Mind you, that doesn’t look likely at the moment. Reports from Japanese media say Mazda has scrapped plans for using the rotary range extender in the MX-30. Japan's Nikkei business daily and Nikkan Jidosha Shimbun claim the decision was made partly because adding a range extender would require a bigger battery, making the vehicle too expensive in the process.
However, Mazda spokesman Masahiro Sakata told Automotive News the rotary range extender was not dead.
"We are still considering using rotary engine as a range extender, but the timing of its introduction is undecided.”
If the reports from Japan are accurate, it must be a last-minute decision because Mazda pitched the rotary range extender only last month, saying it made sense in regions with a clean power source and a suitable recharging network. The carmaker added that the range-extended MX-30 would use a small engine, a big battery, and a small fuel tank.
Gallery: 2021 Mazda MX-30
While Mazda still plans to resurrect the rotary, it will first use it as a power-assist technology for series and plug-in hybrids. Hybrids equipped with rotary engines will debut sometime between 2022 and 2025, with the ICEs to act as generators instead of directly powering the wheels mechanically.
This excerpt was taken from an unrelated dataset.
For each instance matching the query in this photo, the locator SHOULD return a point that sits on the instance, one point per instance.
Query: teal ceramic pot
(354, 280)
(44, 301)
A plug-in hybrid version would allow Mazda to further reduce the size of the battery (and therefore the cost) compared with a range extender, but the engine would kick in more frequently.
Obviously, these reports leave the U.S. launch of the range-extended MX-30 in the air. The all-electric MX-30 hasn’t arrived stateside yet, but will do so this fall in California as a 2022 model, with additional states planned for 2022. Mazda’s U.S. consumer website also lists a plug-in hybrid MX-30 is expected in 2022 for the 2023 model year.
U.S. specs haven’t been announced yet, but in Europe, the MX-30 features a 35.5-kWh lithium ion battery and a 105-kW (141-hp) electric motor. The maximum driving range is 124 miles on the WLTP cycle, meaning the EPA-estimated range will likely be lower (provided that the powertrain remains unchanged).
The MX-30 is designed to accommodate several types of powertrains, including full-electric, full-electric with range extender, and mild-hybrid.